I’ve been trying to ignore all the discussion in the presidential campaign about Bain Capital and leveraged buyouts and private equity, but pull is too strong and I can no longer resist. Must….write…blog…entry.
First off, let me say that buyouts* are neither inherently good nor bad. People who are completely bashing buyouts as inevitably bad, as rapacious tools for the 1%, are simply wrong. People who are utterly defending buyouts as inevitably good, as the perfect form of free market capitalism, are also wrong. I mean, duh. Nothing as complicated as a buyout is going to just be good or just be bad.
Good: having a buyer focus a complacent or bloated company on its core products is often very productive. Bad: having a buyer stop investing in R&D and shut down pensions while continuing to pay itself fees and dividends is often very troubling.**
Rather than delve more into the good or the bad, I do want to point out one thing that isn’t often mentioned: how similar the buyout business is to the mortgage business as practiced on Wall Street. Both businesses are leveraged gambles with the government picking up at least some of the tab if you lose. We all know how Wall Street borrowed massively to bet on mortgage-backed securities. And they made jillions, paying out huge bonuses, until it went wrong, and the government bailed all of Wall Street out. Heads they win, tails we lose.
Buyout barons have a similar deal. Not quite as good, but similar. They borrow heavily to amplify the returns on their deals. If it goes well, they make tons; that is why Mitt Romney is so rich. But if it goes poorly, the Bains and KKRs of the world get to walk away, using the government bankruptcy code, and leaving the workers’ pension plan in the hands of the Pension Benefit Guaranty Program, a government agency. I don’t want to overstate the case: sometimes private equity firms lose money on bad deals.
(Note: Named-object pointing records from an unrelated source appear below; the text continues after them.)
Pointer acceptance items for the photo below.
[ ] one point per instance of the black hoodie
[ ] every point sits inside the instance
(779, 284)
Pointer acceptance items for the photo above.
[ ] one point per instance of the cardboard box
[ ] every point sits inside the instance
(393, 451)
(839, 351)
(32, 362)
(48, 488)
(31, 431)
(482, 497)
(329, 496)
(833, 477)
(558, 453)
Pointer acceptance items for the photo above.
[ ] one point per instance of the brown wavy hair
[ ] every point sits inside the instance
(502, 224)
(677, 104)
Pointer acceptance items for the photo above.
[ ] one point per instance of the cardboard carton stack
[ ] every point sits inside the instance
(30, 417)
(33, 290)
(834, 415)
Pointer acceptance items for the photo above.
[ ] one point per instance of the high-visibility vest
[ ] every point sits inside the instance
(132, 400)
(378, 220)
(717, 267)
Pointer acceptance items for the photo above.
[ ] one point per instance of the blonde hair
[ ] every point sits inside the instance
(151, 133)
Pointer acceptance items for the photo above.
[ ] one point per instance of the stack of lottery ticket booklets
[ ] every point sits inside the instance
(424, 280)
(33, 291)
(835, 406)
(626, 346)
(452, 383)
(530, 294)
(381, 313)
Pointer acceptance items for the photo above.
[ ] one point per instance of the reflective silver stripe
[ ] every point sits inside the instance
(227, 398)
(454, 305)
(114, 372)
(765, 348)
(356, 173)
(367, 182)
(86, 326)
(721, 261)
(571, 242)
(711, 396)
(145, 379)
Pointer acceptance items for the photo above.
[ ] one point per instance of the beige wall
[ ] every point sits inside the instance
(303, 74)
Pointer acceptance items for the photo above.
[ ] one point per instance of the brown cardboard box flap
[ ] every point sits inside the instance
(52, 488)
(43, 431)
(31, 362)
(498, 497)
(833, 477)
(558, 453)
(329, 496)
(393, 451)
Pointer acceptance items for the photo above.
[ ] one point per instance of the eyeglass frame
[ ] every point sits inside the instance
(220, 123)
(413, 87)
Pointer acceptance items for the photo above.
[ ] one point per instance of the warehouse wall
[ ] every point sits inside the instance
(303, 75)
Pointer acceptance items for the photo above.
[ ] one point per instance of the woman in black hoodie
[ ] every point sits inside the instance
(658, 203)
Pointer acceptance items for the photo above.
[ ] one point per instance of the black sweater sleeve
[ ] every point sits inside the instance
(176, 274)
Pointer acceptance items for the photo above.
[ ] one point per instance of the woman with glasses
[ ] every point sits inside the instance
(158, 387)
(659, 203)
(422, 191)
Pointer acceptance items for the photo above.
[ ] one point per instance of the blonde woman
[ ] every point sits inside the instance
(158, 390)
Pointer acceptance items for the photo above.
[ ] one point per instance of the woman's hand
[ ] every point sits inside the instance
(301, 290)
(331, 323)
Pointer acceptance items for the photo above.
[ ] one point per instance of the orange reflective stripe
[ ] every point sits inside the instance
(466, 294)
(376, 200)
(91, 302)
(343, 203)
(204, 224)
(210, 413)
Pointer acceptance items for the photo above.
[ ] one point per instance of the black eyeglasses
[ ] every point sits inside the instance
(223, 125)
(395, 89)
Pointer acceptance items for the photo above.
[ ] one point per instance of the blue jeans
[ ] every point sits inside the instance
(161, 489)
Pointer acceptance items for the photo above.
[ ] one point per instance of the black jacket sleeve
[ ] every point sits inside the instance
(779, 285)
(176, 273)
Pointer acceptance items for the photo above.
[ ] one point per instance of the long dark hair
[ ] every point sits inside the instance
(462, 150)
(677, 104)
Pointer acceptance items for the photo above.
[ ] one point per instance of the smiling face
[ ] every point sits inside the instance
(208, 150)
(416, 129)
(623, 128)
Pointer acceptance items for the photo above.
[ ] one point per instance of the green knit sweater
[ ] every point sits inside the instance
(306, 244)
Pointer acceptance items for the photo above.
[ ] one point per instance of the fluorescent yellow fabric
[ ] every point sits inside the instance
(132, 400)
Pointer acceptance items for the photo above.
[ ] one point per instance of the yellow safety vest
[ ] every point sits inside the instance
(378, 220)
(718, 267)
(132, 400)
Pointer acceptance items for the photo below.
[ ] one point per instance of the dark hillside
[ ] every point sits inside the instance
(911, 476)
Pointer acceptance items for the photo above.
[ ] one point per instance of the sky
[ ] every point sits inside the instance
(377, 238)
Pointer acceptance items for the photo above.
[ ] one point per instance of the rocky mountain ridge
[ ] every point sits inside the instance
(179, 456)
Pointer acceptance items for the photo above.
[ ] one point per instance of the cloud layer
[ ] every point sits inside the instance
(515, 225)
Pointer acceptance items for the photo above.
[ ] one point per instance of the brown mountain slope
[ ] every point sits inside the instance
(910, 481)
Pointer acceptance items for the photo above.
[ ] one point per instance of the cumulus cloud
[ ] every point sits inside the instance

They don’t fully socialize their losses. But their losses are limited to that deal; the structure is such that they can walk away from bad deals.
In the meantime, they are borrowing against the assets of the company and paying themselves dividends with the money. You might say “they can’t be applying too much leverage, or banks wouldn’t lend them the money.” Sure, just like banks would never give mortgages to pool cleaners who made $25,000 per year. Oh wait, they did, repeatedly. To quote Mike Konczal, who is quoting Josh Mason, “It was a common trope in accounts of the housing bubble that greedy or shortsighted homeowners were extracting equity from their houses with second mortgages or cash-out refinancings to pay for extra consumption. What nobody mentioned was that the rentier class had been doing this longer, and on a much larger scale, to the country’s productive enterprises.”
Finally, I should also note that buyouts are structured as giant tax dodges. Again, this is not inherently bad; we expect companies and investors to legally minimize their taxes. But the fact is that a big part of the value of buyouts is their tax efficiency. That is why buyout firms continually sell companies to each other in a round robin of tax avoidance; they aren’t all adding “operational value.” There is only so much a bunch of ex-investment bankers can do to change the operations of a company, but each time a company is sold there is a new set of tax avoidance strategies.
How does this work? First of all, because interest payments are tax deductible, the leverage applied in a buyout is essentially subsidized. Much like homeowners are encouraged to take out larger home loans by the tax deductibility of mortgage interest, buyout firms are encouraged to leverage up as much as possible. This enables the company’s operating income be used on debt payments, amplifying returns, rather than going into taxable income. In addition, at the time of acquisitions, assets of the company can be written up to fair market value and then depreciated, with the non-cash depreciation expense also tax-deductible. That step-up in asset value at acquisition is precisely why buyout firms keep flipping companies to each other. In a perfect deal, the post-acquisition company will have taxable income below zero, but positive cash flow. In other words, regardless of whatever operational improvements a buyout firm might implement, a huge part of the value that accrues to that buyout firm is due to financial engineering, specifically financial structuring to avoid taxes.
* I will use the term “buyouts” here, which are usually leveraged but don’t need to be. Since “private equity” also refers to venture capital, I will avoid using that term.
** From a recent Vanity Fair article:
“According to Kosman, “Bain and Goldman—after putting down only $85 million … made out like bandits—a $280 million profit.” Dade’s debt rose to more than $870 million. Romney had left operational management of Bain that year, though his disclosures show that he owned 16.5 percent of the Bain partnership responsible for the Dade investment until at least 2001.
Quite soon, however, a fragile Dade faced adverse conditions in the currency markets, and it had to start in effect cannibalizing itself, cutting into the core of its business. It filed for bankruptcy in August 2002 and Bain Capital departed. When Dade emerged from bankruptcy, its new owners invested in long-term R&D, and it flourished again.”